Richards Bay Sports Stadium
- Interactive map of Richards Bay Sports Stadium
- Location: Via Verbena, Richards Bay, KwaZulu-Natal, South Africa
- Coordinates: 28°44′36″S 32°03′21″E﻿ / ﻿28.743392°S 32.055874°E
- Capacity: 10,500
- Surface: Grass

= Richards Bay Stadium =

Multi-use stadium in Richards Bay, South Africa

Richards Bay Stadium is a multi-use stadium in Richards Bay, KwaZulu-Natal, South Africa. It is part of the uMhlathuze Sports Complex and used mostly for soccer matches, and is currently the home venue for Premiership club Richards Bay F.C.
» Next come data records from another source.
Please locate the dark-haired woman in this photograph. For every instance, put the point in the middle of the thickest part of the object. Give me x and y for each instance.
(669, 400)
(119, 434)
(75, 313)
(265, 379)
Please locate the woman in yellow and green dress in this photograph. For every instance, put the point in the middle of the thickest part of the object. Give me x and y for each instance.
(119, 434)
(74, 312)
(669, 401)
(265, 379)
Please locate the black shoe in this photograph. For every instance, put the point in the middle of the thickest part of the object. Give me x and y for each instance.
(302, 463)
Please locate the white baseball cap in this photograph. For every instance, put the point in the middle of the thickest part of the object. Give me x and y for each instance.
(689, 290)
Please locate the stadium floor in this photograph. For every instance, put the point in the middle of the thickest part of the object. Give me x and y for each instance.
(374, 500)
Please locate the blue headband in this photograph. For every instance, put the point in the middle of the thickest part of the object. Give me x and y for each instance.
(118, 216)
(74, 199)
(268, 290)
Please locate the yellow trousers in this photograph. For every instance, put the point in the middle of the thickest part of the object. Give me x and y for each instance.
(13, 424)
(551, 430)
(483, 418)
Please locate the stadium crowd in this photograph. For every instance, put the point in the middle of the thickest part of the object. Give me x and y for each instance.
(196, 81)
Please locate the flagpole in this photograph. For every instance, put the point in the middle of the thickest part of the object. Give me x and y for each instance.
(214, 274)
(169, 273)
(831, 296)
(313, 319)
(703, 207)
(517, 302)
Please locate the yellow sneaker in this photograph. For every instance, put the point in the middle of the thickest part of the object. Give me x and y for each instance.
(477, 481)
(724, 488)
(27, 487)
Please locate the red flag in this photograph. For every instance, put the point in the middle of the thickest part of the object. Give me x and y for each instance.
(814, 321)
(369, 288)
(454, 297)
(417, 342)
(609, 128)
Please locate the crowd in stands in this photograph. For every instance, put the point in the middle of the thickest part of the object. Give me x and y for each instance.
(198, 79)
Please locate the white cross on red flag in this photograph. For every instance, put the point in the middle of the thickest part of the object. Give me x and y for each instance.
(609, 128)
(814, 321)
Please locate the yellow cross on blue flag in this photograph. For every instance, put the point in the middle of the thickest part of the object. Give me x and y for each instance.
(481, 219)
In September 2021, a Premier Soccer League (PSL) disciplinary committee banned Richards Bay F.C. from using the ground for a period of two years. Stadium issues had been ongoing, with water dripping through into the players' changing rooms, broken ceiling panels, broken toilets, unserviced fire extinguishers and power cables running through water on the floor in the main stand. The ban could be lifted earlier if requirements were met.

In August 2026, shortly before the start of the 2026–27 Premiership, the PSL imposed a four-week ban on the stadium, after inspectors found the pitch to be unsuitable.